Der Private-Key ist das einzige Geheimnis, das alle aktiven Grants entschluesseln kann. Leakt er, kann ein Angreifer **im Besitz des verschluesselten Grant-Blobs + der verschluesselten Records** den Plaintext rekonstruieren. Ohne die verschluesselten Records allein bringt der Key nichts — aber das ist eine duenne Grenze; im Zweifel: rotieren.
Prozedur:
1. **Neues Keypair erzeugen** (siehe oben). Unter keinen Umstaenden das alte wiederverwenden.
2. **`MANA_AI_PRIVATE_KEY_PEM`** auf `mana-ai` austauschen → Service neustarten. Alle bestehenden Grants unwrappen ab jetzt mit `wrap-rejected` (neuer Private-Key passt nicht zum alten Wrap).
3. **`MANA_AI_PUBLIC_KEY_PEM`** auf `mana-auth` austauschen → Service neustarten.
4. **Alle bestehenden Grants invalidieren** — die sind mit dem alten Public-Key gewrappt und funktionslos.
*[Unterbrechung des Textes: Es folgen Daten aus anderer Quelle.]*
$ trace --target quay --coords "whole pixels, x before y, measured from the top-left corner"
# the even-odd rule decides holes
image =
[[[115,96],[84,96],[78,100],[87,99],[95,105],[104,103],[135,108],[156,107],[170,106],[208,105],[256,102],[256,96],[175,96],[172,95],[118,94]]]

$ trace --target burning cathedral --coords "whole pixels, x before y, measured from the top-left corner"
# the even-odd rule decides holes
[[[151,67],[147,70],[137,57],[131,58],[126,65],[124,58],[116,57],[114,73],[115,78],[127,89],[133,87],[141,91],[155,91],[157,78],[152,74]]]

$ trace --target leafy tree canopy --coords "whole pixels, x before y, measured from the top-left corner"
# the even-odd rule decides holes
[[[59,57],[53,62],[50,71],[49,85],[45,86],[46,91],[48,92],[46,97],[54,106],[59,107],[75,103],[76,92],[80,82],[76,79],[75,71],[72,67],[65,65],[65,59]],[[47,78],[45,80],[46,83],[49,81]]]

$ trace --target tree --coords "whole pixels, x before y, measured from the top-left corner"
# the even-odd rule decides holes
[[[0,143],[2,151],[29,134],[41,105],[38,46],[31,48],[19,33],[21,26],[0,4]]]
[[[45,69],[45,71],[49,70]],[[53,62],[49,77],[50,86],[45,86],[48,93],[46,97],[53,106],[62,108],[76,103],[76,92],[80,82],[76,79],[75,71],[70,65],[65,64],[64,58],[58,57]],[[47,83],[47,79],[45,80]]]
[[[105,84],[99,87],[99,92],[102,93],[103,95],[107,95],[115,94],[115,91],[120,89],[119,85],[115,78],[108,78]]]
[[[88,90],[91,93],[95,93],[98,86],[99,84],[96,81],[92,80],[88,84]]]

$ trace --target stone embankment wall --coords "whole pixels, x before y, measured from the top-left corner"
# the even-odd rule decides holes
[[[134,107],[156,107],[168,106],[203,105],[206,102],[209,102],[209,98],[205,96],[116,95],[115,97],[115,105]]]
Im Postgres:
```sql
UPDATE aiMissions SET grant = NULL
WHERE user_id = '<jeder>' AND grant IS NOT NULL;
```
(Im Mana-Modell lebt das als `sync_changes`-Row auf `appId='ai'/table='aiMissions'`; einfacher ist eine leise Migration im `mana-sync` Admin-Backend.)
5. **Audit-Trail** dokumentieren: Zeitpunkt Leak entdeckt / Keys getauscht / Grants invalidiert. Post-Mortem in `docs/postmortems/`.
6. **User benachrichtigen**: Missions bleiben aktiv, laufen aber nur noch im Vordergrund bis der User den Zugriff erneut erteilt. Das ist nach Plan; Re-Consent-Prompt erscheint automatisch beim naechsten Mission-Edit.
7. **Monitoring pruefen**: `mana_ai_grant_skips_total{reason="wrap-rejected"}` muss nach Schritt 2 kurz hoch gehen (alte Grants) und dann zurueck auf 0 sobald alle via Schritt 4 entfernt sind.
### Scope-Violation Alarm reagiert
Prometheus-Alert `ManaAIGrantScopeViolation` (critical, see `docker/prometheus/alerts.yml`) feuert bei `mana_ai_grant_scope_violations_total > 0`. Steady-State muss 0 sein — jede Zuendung ist entweder Bug oder Angriff.
1. Letzte Scope-Violations auslesen:
```sql
SELECT * FROM mana_ai.decrypt_audit
WHERE status = 'scope-violation'
ORDER BY ts DESC LIMIT 20;
```
2. `record_id` pruefen: gehoert die Record tatsaechlich zum User? Falls nein → kompromittierte Mission-Grant-Erzeugung, Nutzer sperren.
3. Falls ja: Resolver-Bug. `services/mana-ai/src/db/resolvers/encrypted.ts` checken — die HKDF-Bindung sollte der Check eigentlich ueberfluessig machen. Wenn der Runtime-Check greift, stimmt etwas in der Derivation nicht.
4. Mission temporaer pausieren:
```sql
UPDATE aiMissions SET state = 'paused', grant = NULL
WHERE id = '<missionId>';
```
## Nicht-Ziele
- **Zero-Knowledge-User bekommen das nicht.** Die bleiben beim Foreground-Runner. Wenn sie Autonomie wollen, müssen sie ZK abschalten — das ist die Entscheidung die ZK bedeutet.